Michaela San Filippo, 51, a second-generation Fiat assembly line worker who is also on leave, said she and her colleagues are facing financial difficulties, even ignoring medical expenses. “You have to give up everything that is not necessary,” she said. “You are not alive; you just have to survive.”
Stellantis has brought new businesses into Mirafiori, including an EV battery testing center, an auto parts recovery and recycling unit, and a new assembly line to power the Fiat 500 hybrid vehicle, expected production begins in 2026.
Part of the factory is also a place to display vintage Fiat cars. However, marking Fiat’s 125th anniversary this summer, Urso expressed sadness at the factory’s dwindling output.
“Fiat is Turin,” said the minister, a member of Meloni’s right-wing Brothers of Italy party. “It is the largest industrial plant in Europe and we cannot accept that it is becoming simply an industrial museum.”
Not everyone is pessimistic. Stefano Lo Russo, mayor of Turin, said the city is going through a transition not unlike the period when cars replaced horse-drawn carriages.
“When we switched from horses to cars, we stopped providing the horse supply chain in the city and started having mechanics,” Lo Russo said. “That is progress. New technology means change.”

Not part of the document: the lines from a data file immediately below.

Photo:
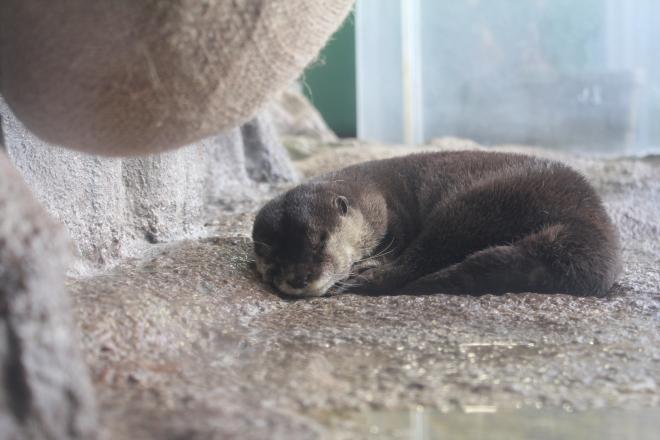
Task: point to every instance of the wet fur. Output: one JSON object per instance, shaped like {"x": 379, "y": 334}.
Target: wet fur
{"x": 453, "y": 222}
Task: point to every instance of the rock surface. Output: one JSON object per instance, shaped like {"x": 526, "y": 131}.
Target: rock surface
{"x": 45, "y": 391}
{"x": 113, "y": 208}
{"x": 187, "y": 343}
{"x": 144, "y": 76}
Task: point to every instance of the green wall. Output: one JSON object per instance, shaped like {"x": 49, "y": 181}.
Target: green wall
{"x": 330, "y": 82}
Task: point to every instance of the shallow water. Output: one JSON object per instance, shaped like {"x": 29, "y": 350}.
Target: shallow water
{"x": 487, "y": 422}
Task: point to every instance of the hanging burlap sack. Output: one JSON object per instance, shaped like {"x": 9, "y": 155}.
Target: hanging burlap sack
{"x": 135, "y": 76}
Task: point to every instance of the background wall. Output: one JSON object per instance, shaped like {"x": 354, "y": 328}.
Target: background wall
{"x": 330, "y": 82}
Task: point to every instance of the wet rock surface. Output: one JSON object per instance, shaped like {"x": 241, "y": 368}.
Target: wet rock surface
{"x": 45, "y": 391}
{"x": 187, "y": 343}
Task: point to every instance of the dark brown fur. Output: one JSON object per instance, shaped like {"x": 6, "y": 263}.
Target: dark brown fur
{"x": 454, "y": 222}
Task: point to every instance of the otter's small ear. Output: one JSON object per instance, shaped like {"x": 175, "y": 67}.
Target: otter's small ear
{"x": 342, "y": 204}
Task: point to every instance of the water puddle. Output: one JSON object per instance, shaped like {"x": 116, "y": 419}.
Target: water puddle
{"x": 487, "y": 422}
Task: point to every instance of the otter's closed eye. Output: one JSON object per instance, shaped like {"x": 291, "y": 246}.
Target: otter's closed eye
{"x": 341, "y": 203}
{"x": 262, "y": 249}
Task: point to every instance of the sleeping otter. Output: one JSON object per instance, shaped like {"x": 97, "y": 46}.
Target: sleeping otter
{"x": 464, "y": 222}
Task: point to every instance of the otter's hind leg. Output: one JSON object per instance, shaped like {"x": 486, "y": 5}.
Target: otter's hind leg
{"x": 557, "y": 259}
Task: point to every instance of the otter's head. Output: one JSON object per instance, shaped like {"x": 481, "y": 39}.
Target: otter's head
{"x": 307, "y": 240}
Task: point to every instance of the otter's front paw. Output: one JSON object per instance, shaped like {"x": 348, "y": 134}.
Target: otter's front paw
{"x": 382, "y": 279}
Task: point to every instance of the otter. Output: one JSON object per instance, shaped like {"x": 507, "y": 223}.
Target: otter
{"x": 465, "y": 222}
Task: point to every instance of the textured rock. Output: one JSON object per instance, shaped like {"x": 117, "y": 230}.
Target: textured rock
{"x": 113, "y": 208}
{"x": 45, "y": 390}
{"x": 187, "y": 343}
{"x": 138, "y": 76}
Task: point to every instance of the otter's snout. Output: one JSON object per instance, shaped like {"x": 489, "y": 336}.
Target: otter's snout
{"x": 299, "y": 281}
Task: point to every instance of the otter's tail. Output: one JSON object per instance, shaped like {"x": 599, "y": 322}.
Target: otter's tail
{"x": 562, "y": 258}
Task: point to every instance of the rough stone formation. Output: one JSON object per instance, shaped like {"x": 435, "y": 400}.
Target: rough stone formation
{"x": 45, "y": 391}
{"x": 114, "y": 207}
{"x": 138, "y": 76}
{"x": 188, "y": 343}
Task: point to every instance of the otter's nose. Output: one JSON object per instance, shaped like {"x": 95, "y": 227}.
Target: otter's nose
{"x": 299, "y": 281}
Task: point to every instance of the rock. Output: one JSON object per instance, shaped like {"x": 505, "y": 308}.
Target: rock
{"x": 144, "y": 76}
{"x": 217, "y": 354}
{"x": 115, "y": 208}
{"x": 46, "y": 393}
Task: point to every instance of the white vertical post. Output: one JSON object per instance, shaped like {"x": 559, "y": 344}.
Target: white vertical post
{"x": 411, "y": 57}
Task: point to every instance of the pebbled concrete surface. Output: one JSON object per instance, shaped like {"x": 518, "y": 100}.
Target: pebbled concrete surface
{"x": 187, "y": 343}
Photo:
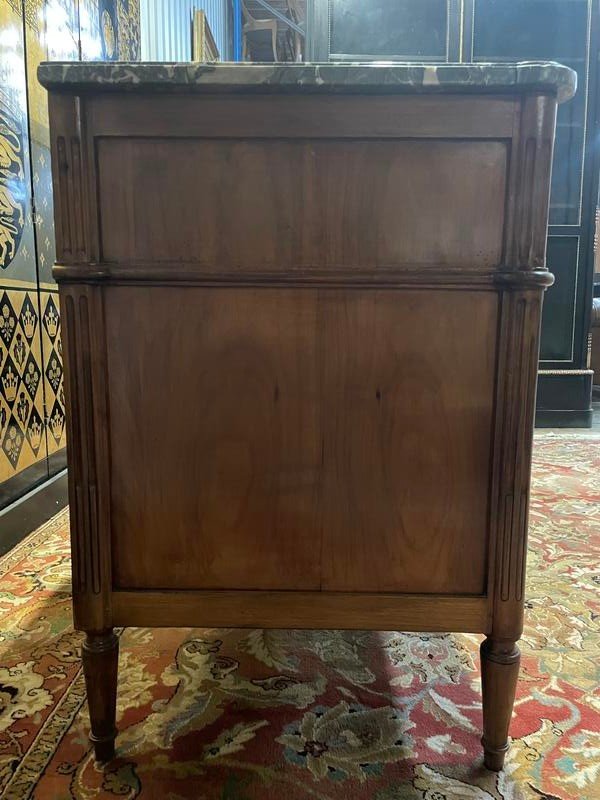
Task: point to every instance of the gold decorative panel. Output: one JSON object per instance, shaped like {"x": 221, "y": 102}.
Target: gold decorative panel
{"x": 32, "y": 405}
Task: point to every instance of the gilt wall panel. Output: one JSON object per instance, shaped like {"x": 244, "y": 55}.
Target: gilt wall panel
{"x": 32, "y": 409}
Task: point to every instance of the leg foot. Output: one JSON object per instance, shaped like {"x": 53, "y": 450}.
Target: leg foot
{"x": 100, "y": 655}
{"x": 499, "y": 672}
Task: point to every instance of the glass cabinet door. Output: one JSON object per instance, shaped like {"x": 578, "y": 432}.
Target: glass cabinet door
{"x": 556, "y": 30}
{"x": 399, "y": 30}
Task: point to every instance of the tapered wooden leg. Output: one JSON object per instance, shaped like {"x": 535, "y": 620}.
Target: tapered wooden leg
{"x": 100, "y": 656}
{"x": 499, "y": 674}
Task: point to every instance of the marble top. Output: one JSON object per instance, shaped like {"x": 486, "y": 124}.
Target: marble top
{"x": 382, "y": 77}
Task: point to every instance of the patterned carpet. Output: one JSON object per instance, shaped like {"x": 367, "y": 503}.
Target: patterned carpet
{"x": 248, "y": 715}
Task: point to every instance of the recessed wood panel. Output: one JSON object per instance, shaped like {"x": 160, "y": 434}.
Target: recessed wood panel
{"x": 300, "y": 439}
{"x": 408, "y": 400}
{"x": 233, "y": 205}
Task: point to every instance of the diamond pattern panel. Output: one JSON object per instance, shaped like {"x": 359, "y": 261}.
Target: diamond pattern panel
{"x": 22, "y": 438}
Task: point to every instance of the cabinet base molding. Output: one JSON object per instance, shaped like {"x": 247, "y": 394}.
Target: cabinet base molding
{"x": 290, "y": 609}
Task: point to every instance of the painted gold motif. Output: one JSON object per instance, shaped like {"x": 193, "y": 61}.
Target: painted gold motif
{"x": 12, "y": 187}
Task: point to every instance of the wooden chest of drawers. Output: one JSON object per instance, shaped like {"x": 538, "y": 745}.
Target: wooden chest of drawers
{"x": 301, "y": 310}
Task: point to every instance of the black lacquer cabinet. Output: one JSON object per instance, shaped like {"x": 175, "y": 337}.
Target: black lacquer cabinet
{"x": 519, "y": 30}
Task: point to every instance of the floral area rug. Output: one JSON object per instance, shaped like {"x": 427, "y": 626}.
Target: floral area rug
{"x": 246, "y": 715}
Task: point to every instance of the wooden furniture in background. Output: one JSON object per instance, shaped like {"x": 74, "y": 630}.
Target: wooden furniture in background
{"x": 253, "y": 25}
{"x": 265, "y": 428}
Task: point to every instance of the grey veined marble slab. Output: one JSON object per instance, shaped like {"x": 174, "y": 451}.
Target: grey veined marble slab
{"x": 382, "y": 77}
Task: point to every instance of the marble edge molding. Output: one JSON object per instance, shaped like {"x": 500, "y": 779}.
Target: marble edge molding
{"x": 384, "y": 77}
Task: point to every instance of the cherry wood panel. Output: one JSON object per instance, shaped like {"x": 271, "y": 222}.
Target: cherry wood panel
{"x": 215, "y": 439}
{"x": 291, "y": 430}
{"x": 287, "y": 204}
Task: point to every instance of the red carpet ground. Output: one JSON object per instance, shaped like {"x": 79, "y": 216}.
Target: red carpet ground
{"x": 246, "y": 715}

He said Turin’s auto manufacturing history and its technical colleges were supporting a vibrant new aerospace industry, underpinned by the operations of France’s Thales and its Italian defense enemy Leonardo.
“The city’s real profession is not just cars – Turin is a city of engineering and manufacturing,” says Lo Russo. “We can work on cars, satellites, airplanes. More than a city of cars, it is a city of engineers.”
David Avino, a former Italian military officer and software engineer, chose Turin to launch his Argotech space project in 2008, providing space services and astronaut training as well as manufacturing small satellites. Employing about 170 people in the city, Argotech is actively hiring, although Avino said the space sector needs at least another decade to grow to scale.
“If people continue to invest. . . It will be in effect for another 10 or 15 years. But it’s important to get started,” he said.
Andrea Giordano, 36, joined Argotech after his previous employer, a leading auto components company, laid off its Turin workforce earlier this year.
“My hope is that like the auto boom of the 1970s, this city will have an aerospace boom,” said Giordano, a warehouse operator. “In the meantime, it will be difficult. We will have to tighten our belts.”